I’ve heard it all over the years upon refusing an interview request-- “I’ve dedicated my life to my art!”, “I’ve won art awards!”, “I deserve the exposure!”, “It would help me with my college application.”, “My family would be so proud of me.” and so on.

These statements are meant to make me reconsider my decision by forcing guilt upon me. This often results in hostility-- and me breaking out the worlds smallest violin-- when I continue to refuse.

“You don’t know anything about art!”, “You are just a company man!”, “You would not know talent if it hit you in the face!”, “I bet all those artists paid you for an interview!”, “You write because you could not make it with your art!”, “You are just a blogger!”… and the list goes on, and on, and on.

Those angered never stopped to think that maybe, just maybe, their artwork is not on par when compared to other artists that I’ve interviewed-- or the direction I went with the series as a whole. Artists tend to be very bad at acknowledging the weakness of their artwork. Thus, to some I become a threat-- someone to lash out at when rejected.

Some of the artists who reacted in that manner went on to create artwork that caught my eye. However, due to their previous hostile behavior I stuck by my decision. That is why I suggest that some artist need to learn how to handle rejection better. I’m not making a personal attack when I refuse to interview an artist-- it is simply a professional decision. It is a decision that I feel is best for myself as a writer and for all the artists, curators, gallery owners, and art critics who have offered their time to answer my questions in the past.

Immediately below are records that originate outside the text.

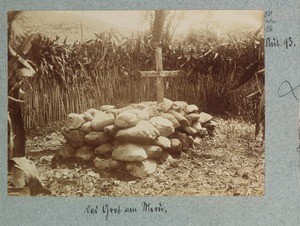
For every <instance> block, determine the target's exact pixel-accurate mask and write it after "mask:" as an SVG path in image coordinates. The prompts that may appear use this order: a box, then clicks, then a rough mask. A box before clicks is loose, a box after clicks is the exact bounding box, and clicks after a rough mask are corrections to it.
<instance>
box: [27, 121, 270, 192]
mask: <svg viewBox="0 0 300 226" xmlns="http://www.w3.org/2000/svg"><path fill="white" fill-rule="evenodd" d="M216 122H217V123H218V127H217V133H216V135H215V136H214V137H213V138H207V139H203V140H202V143H201V144H200V145H199V146H197V147H195V148H194V149H192V150H190V151H189V152H187V153H183V154H182V155H181V157H180V158H178V159H173V160H172V161H169V162H165V163H164V164H162V165H158V168H157V171H156V172H155V173H154V174H153V175H151V176H149V177H148V178H145V179H137V178H133V177H131V176H130V175H128V174H127V173H125V172H123V171H120V170H119V171H109V170H106V171H104V170H102V171H100V170H98V169H96V168H95V167H93V166H92V165H88V164H86V163H82V162H76V161H69V162H63V163H60V164H58V165H56V166H54V165H53V164H51V160H52V158H53V156H54V155H55V153H56V151H57V150H58V149H59V147H60V145H61V143H62V142H63V141H64V138H63V136H62V135H61V133H60V128H61V125H60V124H55V125H52V126H50V127H47V128H43V129H38V130H35V131H30V132H29V133H28V140H27V157H28V158H29V159H31V160H33V162H34V163H35V164H36V166H37V168H38V171H39V174H40V176H41V179H42V181H43V183H44V184H45V186H46V187H47V188H49V189H50V190H51V191H52V193H53V194H52V195H53V196H261V195H264V175H265V174H264V146H263V145H261V144H260V143H259V142H257V141H255V140H254V139H253V137H254V125H253V124H251V123H246V122H243V121H238V120H232V119H229V120H224V119H222V118H217V119H216Z"/></svg>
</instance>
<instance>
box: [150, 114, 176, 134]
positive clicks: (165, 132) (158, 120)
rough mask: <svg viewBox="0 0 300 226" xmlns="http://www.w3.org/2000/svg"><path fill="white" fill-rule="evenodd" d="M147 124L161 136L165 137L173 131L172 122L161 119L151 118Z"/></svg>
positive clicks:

In conclusion, if I refuse an inteview request it is not personal-- so please, please, please don’t make it personal. If I refuse an interview request-- and I’m always as nice about it as I can be-- simply move on to the next writer. Better yet-- march yourself back to your studio and prove to me that I was wrong. It is very true that actions speak louder than words-- especially if those words are laced with vulgarity or emotive dribble. Point blank-- throwing a tantrum does little to impress and it certainly won't provoke me to write about your art.

Links of Interest:

Things Artists do That Annoy Me: The Sex Game

Things Artists do That Annoy Me: What’s in a Name?

Take care, Stay true,

Brian Sherwin


  1. Hey Brian,
    People are people and that's the wild card. I look at it like I don't have to be them and let it go. You could always do what my mother used to say..."We'll see..." If they persist..tell them that the piece is in the works but you need more information about their exhibitions from other sources...that'll slow them down....after all an artist usually proves themselves by garnering attention first without the help of a critic. A few well picked art shows might be the first leg in the journey if their work is good enough to get notice. I know Dianne Bowen who is a performance/installation artist...Dianne is a plodder...I give her a lot of credit because her work is not about a product but about an artist making "art"which is not to be hung or collected necessarily since it takes place for the moment. Anyway let them know they have to be noticed by non critics before a critic will take kind of works that

  2. If there were more book reviewers who had your outlook and integrity, the world would be a different place. Bravo - don't let the guilt shoveling get to you. I'm sure you know it comes with the territory.

  3. Integrity is something to hold on to-- art writing does not exactly make one rich. At the end of the day I'm comfortable with myself. That is the most important thing.

  4. Brian, glad you wrote this post. I've had my share of those who tell me I write poorly (they say it in meaner terms). Because I'm an artist, they usually go on to say that I'm not a very good one either. I have proof to the contrary, but it does no good to reward their ugly behavior.

    Glad you have joined the writing team I work for ;-} good to have you on board!